Say: "Your repeated absences complicate work."

Not to say, in a deceptively humorous tone, "So I hope that cigarette was a good one? By implication, it is very convenient to be a smoker when there is work. Assault replaces blame when it is well founded.

In the hospital, a nurse must give your child an injection.

Say, "The nurse is going to give you an injection."

Don't say, "We're going to give a little injection." The expressed desire to minimize the sting has the effect of provoking the opposite reaction and increasing the apprehension of the patient.

What are the benefits of assertiveness?

In the short term, if not immediately, being able to formulate an opinion is a relief.
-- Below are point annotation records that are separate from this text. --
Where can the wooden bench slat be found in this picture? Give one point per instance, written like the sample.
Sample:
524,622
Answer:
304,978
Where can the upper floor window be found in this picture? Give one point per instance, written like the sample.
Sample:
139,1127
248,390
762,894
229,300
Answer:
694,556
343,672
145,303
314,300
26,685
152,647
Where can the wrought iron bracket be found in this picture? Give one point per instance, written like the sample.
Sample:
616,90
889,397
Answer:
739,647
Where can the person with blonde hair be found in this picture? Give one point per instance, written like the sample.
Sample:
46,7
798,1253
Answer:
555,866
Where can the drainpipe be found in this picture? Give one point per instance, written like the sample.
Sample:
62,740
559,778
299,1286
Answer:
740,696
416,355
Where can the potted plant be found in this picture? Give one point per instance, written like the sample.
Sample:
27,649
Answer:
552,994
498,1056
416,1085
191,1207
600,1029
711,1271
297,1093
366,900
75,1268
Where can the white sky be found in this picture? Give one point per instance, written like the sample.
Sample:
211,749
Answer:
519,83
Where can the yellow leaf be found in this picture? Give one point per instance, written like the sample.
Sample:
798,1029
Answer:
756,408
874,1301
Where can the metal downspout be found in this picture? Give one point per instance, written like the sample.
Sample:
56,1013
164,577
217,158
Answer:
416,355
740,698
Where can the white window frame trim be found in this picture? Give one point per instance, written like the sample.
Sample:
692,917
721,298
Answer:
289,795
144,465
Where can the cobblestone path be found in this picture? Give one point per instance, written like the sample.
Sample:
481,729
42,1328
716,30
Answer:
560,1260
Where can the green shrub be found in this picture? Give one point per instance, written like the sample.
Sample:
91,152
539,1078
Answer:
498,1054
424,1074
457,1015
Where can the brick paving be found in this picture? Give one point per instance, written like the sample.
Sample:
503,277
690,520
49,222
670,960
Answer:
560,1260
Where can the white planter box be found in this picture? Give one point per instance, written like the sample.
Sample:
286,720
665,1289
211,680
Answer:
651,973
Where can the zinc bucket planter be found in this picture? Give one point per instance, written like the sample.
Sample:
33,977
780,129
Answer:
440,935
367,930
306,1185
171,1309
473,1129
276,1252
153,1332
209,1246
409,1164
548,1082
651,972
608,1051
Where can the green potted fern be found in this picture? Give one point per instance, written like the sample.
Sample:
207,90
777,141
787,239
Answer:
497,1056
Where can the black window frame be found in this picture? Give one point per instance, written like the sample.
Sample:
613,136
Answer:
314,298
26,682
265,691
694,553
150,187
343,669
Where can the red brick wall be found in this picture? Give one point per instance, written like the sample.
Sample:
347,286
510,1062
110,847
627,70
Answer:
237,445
The fact of formulating it in an assertive way allows reducing personal stress without inducing "counter-stress" in others, therefore without the risk of provoking disagreements or conflicts.

In the medium term, assertiveness allows you to respect and earn respect, communicate effectively and therefore concretely, to better solve everyday problems.


By reflecting on their own assertiveness with a view to developing it, the individual learns to know himself better, to identify his most frequent reactions in different situations: in a relationship, with his children and friends, in the workplace or even with complete strangers (tellers, merchants, policemen, etc.).

Learn to frustrate your old reflexes, defensive or aggressive, but also to recognize in other attempts at manipulation, disturbing comments, attitudes of domination.

Assertiveness is what is called emotional intelligence: it leads to a boost in self-esteem.

How to develop your own assertiveness?

Assertiveness can be trained in psychotherapy. It is also found in various psychotherapeutic approaches, particularly in the transactional analysis from which the concept emerged.

Most personal development techniques use it. It is especially valued in coaching and mobilization practices in companies.

On an individual level, everyone can achieve assertiveness by reflecting on how they communicate. But it is not always easy to be a spectator and actor of your communication as it develops.